Falling Expectations Don’t Sway the Fed
It’s not just actual inflation that’s softening—expectations are falling too. The University of Michigan’s consumer survey shows one-year inflation expectations plunged from 6.6 percent in May to just 5.1 percent in June. While long-term expectations remain elevated at around 4.1 percent, they too have eased from recent highs. On the business side, the Atlanta Fed’s monthly survey indicates firms now expect 2.4 percent inflation over the next year, the lowest reading since February. This suggests both households and businesses see inflation cooling, not accelerating.
Yet these indicators barely registered in the Fed’s calculus. In Powell’s words, “policy is probably modestly restrictive” but not adjusted in response to these recent drops in expectations. Far more weight is being given to anticipated tariff pressures, even though they have yet to manifest.
Dot Plot Divide: Caution Versus Dovishness
The Fed’s dot plot charted a split outlook. Although ten officials expect at least two rate cuts in 2025, seven—up from four—now predict no cuts at all. That change shifted the median forecast to maintain 3.9 percent by year-end 2025, unchanged from March but reflecting a more hawkish bias. Powell summarized what lies ahead: “I would focus most on the nearer term,” noting that more distant forecast points carry even greater uncertainty.
Powell repeatedly defended the hold, arguing that the Fed would prefer to stand firm until the effects of tariffs—or lack thereof—are more apparent. Responding to concerns over data dependence, he said, “As long as the economy remains solid and inflation is moving down, policymakers think the right thing to do is stay where we are with regard to policy.” But the key qualifier is the fear that tariffs could reverse those trends, prompting a defensive shift. “Today, the size of the tariff effects and their duration and time it will take are all highly uncertain,” he reiterated.
Powell also emphasized the Fed’s institutional independence. Asked whether political pressure played any role, he affirmed that decisions are data-driven, not politically driven. In this case, however, the Fed’s decision rests on projected inflation rather than actual inflation—whose sources happen to trace directly back to Trump’s trade decisions.
Signal to Markets: Expect Hawkishness, Not Easing
Investors hoping for rate cuts this year may want to temper their expectations. Even though the median dot plot predicts two cuts, an increasing faction pushes against any cuts, and the forecast for 2026–27 nudges rates slightly higher. Powell summarized the new policy stance succinctly: “With uncertainty as elevated as it is, no one holds these rate paths with a lot of conviction.” In other words, the Fed isn’t locked into a path, but it’s signaling that reevaluation—and not rapid easing—is on the table.

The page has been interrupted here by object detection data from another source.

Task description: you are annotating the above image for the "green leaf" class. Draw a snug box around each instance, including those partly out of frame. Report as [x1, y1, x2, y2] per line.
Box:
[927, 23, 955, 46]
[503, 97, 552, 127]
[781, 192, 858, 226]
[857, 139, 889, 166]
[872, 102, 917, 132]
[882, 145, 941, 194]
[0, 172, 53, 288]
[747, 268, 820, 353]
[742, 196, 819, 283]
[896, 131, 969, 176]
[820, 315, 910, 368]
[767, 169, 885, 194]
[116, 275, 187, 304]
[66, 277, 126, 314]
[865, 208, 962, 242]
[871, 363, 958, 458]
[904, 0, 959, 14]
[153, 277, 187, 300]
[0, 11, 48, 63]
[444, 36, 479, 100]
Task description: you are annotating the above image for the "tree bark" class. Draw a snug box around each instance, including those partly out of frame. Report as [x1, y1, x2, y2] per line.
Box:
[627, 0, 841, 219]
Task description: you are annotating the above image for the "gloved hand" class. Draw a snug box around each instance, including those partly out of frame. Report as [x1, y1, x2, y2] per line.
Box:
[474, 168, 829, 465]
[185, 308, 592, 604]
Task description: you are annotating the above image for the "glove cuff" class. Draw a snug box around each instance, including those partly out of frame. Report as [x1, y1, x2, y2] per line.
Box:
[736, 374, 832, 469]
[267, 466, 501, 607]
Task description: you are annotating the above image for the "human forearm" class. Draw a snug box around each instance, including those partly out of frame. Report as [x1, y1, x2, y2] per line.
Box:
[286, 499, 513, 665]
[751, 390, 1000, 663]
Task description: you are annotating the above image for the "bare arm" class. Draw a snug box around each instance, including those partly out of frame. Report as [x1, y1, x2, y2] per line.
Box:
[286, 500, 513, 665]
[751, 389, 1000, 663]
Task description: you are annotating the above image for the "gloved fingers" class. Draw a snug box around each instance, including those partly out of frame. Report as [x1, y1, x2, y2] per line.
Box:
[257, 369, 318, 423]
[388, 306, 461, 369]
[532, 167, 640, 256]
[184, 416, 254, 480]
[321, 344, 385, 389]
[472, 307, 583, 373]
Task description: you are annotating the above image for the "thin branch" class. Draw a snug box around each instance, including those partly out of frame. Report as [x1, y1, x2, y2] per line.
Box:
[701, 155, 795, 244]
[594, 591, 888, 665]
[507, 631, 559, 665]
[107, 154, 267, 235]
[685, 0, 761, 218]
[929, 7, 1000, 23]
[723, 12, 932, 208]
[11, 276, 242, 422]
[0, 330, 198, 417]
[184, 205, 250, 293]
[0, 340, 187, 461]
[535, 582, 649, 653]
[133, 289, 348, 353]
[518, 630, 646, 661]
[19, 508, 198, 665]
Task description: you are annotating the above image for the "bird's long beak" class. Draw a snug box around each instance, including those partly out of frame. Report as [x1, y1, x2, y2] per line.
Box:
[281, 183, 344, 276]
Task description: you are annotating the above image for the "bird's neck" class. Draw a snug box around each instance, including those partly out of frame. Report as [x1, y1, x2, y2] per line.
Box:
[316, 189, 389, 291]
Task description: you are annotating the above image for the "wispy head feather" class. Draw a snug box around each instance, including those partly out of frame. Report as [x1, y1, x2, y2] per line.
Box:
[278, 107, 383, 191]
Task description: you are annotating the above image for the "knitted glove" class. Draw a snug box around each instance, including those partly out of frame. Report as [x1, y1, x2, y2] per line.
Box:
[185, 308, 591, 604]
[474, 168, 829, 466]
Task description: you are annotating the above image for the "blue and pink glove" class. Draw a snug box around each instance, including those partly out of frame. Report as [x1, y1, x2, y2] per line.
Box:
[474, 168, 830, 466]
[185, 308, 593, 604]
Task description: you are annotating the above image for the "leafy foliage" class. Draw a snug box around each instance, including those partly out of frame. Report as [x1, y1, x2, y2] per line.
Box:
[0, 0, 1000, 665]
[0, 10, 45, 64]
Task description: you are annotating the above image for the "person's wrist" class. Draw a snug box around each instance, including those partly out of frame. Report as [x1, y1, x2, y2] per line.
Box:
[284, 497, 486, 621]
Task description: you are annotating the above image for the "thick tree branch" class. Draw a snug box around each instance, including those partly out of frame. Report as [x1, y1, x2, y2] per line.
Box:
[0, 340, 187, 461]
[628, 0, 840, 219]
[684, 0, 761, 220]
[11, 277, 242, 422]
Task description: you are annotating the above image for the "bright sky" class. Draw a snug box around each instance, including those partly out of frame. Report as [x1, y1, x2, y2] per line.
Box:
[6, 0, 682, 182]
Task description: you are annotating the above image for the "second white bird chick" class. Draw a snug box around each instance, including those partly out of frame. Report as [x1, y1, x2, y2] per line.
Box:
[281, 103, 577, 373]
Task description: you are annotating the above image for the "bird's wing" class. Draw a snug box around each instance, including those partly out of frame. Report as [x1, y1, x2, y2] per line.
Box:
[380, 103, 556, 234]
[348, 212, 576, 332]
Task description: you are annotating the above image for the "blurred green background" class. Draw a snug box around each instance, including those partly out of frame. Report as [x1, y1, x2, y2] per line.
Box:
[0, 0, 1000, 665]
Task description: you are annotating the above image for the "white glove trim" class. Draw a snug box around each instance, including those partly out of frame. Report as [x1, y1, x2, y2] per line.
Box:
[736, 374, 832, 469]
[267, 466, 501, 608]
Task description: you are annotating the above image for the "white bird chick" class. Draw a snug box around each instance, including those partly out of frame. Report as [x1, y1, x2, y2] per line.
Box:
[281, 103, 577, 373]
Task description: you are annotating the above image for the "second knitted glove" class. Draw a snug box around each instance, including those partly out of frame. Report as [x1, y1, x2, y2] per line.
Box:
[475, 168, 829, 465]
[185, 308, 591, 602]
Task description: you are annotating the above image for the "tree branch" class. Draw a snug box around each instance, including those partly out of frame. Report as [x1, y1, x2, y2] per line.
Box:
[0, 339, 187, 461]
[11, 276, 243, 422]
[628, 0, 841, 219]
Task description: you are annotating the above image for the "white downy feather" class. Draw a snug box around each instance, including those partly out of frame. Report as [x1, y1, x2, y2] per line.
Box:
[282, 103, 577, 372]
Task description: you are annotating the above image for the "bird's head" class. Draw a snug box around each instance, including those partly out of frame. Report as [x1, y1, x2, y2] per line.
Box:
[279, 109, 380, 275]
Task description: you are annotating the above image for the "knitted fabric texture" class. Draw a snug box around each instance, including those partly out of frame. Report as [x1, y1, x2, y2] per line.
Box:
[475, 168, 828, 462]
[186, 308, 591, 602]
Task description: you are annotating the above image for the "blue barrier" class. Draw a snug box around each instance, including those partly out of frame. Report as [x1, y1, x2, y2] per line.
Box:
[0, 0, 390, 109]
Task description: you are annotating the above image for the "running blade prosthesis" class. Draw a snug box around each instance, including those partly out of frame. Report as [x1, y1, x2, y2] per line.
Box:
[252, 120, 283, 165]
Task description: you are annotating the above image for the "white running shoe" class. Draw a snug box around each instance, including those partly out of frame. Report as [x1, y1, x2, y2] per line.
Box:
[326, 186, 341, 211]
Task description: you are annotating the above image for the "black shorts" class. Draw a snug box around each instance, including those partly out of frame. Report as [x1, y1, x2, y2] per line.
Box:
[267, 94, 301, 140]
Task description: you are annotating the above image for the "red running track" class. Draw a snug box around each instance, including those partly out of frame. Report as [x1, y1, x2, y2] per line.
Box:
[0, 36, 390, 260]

A “Trump” hat hangs over the monitor on the floor of the New York Stock Exchange as it broadcasts Fed Chairman Jerome Powell’s press conference on June 18, 2025. (Michael Nagle/Bloomberg via Getty Images)

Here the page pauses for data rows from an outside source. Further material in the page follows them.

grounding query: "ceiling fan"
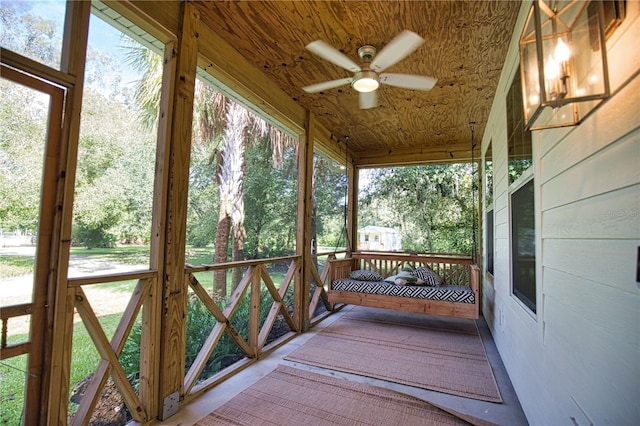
[302,30,437,109]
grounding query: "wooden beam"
[156,2,200,414]
[199,25,305,134]
[352,142,479,167]
[45,2,91,424]
[294,112,316,332]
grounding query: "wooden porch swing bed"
[328,252,480,319]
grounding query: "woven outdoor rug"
[197,365,478,426]
[285,308,502,402]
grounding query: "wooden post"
[346,166,360,254]
[158,2,200,419]
[294,111,315,332]
[45,2,91,424]
[140,42,177,418]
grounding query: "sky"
[7,0,138,89]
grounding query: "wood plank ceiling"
[195,0,520,165]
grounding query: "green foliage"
[0,314,120,425]
[312,153,347,248]
[120,282,293,386]
[0,254,35,280]
[244,138,298,259]
[358,164,477,253]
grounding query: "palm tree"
[128,42,297,297]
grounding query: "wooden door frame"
[1,64,67,424]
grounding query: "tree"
[129,45,296,297]
[358,164,475,253]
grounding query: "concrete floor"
[154,306,528,426]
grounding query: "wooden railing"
[184,256,301,399]
[331,252,473,286]
[0,303,33,361]
[68,271,157,425]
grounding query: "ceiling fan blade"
[302,77,353,93]
[307,40,360,72]
[359,90,378,109]
[369,30,424,72]
[380,73,438,90]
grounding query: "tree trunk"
[231,232,244,291]
[213,212,231,298]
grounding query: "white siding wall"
[483,1,640,425]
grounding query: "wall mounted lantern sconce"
[520,0,610,130]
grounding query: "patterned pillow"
[413,266,444,287]
[394,270,425,285]
[349,269,382,281]
[384,275,398,284]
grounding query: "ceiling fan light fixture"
[351,70,380,93]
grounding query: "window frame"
[508,166,540,318]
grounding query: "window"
[487,208,494,275]
[484,142,494,275]
[507,71,533,185]
[511,179,536,313]
[507,66,537,313]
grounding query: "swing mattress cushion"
[331,278,475,304]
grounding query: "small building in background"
[358,225,402,251]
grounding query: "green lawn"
[0,314,121,425]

Powell went on to underscore that the Fed intends to maintain this caution until evidence of tariff impacts becomes clear. “We feel like we will learn a great deal more over the summer about tariffs,” he said. For now, though, the central bank sees no compelling reason to move away from a restrictive posture.
The Fed’s message couldn’t be clearer: tariffs aren’t just trade policy—they’re monetary policy risk. When your central bank identifies domestic tariffs as the primary threat to price stability, it becomes a check on political agendas. This dynamic marks a shift from purely data-driven policy to a more strategic, anticipatory stance. And while current inflation and expectations are subdued, the Fed’s inflation forecast remains elevated.
Put simply, Powell has drawn a line—and it runs not through markets or monetary models, but right through America’s ports, factory floors, and the White House. That line is against tariffs, sovereignty, and the broad Trump economic agenda.